Tusla acknowledges that there is a strong public interest in openness and transparency in how public bodies exercise their statutory functions. It contends, however, that this has already been served through the presentation of the draft inspection report and subsequent publication of the finalised inspection report.
Tusla contends that release of the records at issue would undermine the due process rights of registered providers, as they would not be afforded the right to check the reports for factual inaccuracies or to challenge the regulatory judgements contained in the records. It contends that release of initial formations of the reports would be contrary to the public interest in preserving the right to the good name of registered providers, given that such reports have not been adequately verified and quality assured in line with the early years inspectorate processes. Tusla also contends that if the internal exchanges contained in the records were to be released into the public domain, there may also be a deterring effect on the robustness of internal challenge between early years’ inspectors and their managers, which it contends is a necessary component in the determination of consistent, fair and balanced regulatory judgements.

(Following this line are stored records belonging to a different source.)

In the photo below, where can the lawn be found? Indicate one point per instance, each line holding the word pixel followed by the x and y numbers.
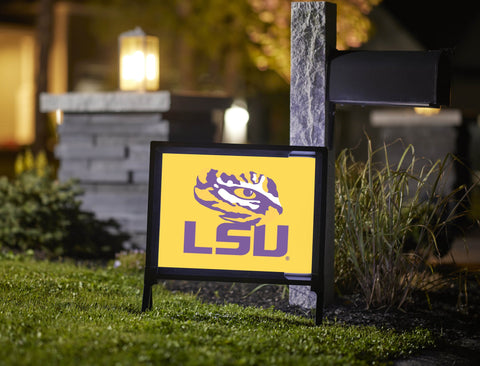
pixel 67 314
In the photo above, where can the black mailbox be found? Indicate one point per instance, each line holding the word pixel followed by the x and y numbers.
pixel 408 78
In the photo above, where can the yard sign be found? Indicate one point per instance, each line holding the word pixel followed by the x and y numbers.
pixel 235 213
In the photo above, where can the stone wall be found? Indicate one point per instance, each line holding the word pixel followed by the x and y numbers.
pixel 108 153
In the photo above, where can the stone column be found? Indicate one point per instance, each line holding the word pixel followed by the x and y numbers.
pixel 313 30
pixel 104 143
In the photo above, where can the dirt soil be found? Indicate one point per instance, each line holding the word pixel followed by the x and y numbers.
pixel 450 315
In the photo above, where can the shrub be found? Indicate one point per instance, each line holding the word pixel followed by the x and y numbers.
pixel 389 220
pixel 41 214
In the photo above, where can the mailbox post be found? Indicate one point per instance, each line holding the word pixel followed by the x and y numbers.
pixel 322 76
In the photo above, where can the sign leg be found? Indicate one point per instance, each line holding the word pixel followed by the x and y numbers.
pixel 147 302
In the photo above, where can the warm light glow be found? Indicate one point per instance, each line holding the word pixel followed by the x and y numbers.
pixel 59 116
pixel 425 111
pixel 236 121
pixel 139 61
pixel 151 67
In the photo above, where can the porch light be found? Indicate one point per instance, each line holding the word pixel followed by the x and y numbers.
pixel 139 61
pixel 236 120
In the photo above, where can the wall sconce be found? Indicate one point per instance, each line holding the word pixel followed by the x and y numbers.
pixel 236 120
pixel 139 61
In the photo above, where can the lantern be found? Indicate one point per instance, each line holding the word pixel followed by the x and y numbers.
pixel 139 61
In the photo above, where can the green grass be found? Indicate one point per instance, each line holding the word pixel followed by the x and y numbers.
pixel 64 314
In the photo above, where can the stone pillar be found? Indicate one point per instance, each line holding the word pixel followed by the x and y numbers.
pixel 313 40
pixel 104 143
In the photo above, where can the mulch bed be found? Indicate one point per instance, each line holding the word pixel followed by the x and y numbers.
pixel 453 319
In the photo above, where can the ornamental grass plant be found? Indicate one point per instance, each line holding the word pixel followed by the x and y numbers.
pixel 390 218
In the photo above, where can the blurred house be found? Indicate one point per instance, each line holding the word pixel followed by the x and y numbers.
pixel 78 63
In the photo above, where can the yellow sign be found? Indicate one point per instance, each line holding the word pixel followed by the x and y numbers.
pixel 240 213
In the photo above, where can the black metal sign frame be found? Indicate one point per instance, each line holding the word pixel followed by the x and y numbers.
pixel 153 272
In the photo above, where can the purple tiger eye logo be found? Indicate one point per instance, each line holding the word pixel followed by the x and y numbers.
pixel 249 198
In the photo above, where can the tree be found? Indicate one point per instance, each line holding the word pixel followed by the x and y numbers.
pixel 44 24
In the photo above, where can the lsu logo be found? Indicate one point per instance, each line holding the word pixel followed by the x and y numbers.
pixel 247 201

Having considered the matter carefully, I consider that release of the records at issue would be contrary to the public interest. I accept that the Tusla’s inspection process is designed to ensure that regulatory decisions are made in a fair and consistent manner and to ensure the accuracy of findings contained in draft reports. I am satisfied that release of the records at issue would serve to undermine the integrity of the inspection process as a result of a failure to have due regard to procedural fairness and this would be contrary to the public interest. I make this finding having regard to the content of the particular records at issue in this case.
I have also considered whether any of the exceptions to section 29(1) as set out in section 29(2) apply to the records at issue and I am satisfied that none of the exceptions in section 29(2) arise in this case.
In conclusion, therefore, I find that Tusla was justified in refusing access to the records at issue under section 29(1) of the FOI Act.
Having carried out a review under section 22(2) of the FOI Act, I hereby affirm Tusla’s decision. I find that it was justified in refusing access in full or in part to the records described above under section 29(1) of the FOI Act.
Section 24 of the FOI Act sets out detailed provisions for an appeal to the High Court by a party to a review, or any other person affected by the decision. In summary, such an appeal, normally on a point of law, must be initiated not later than four weeks after notice of the decision was given to the person bringing the appeal.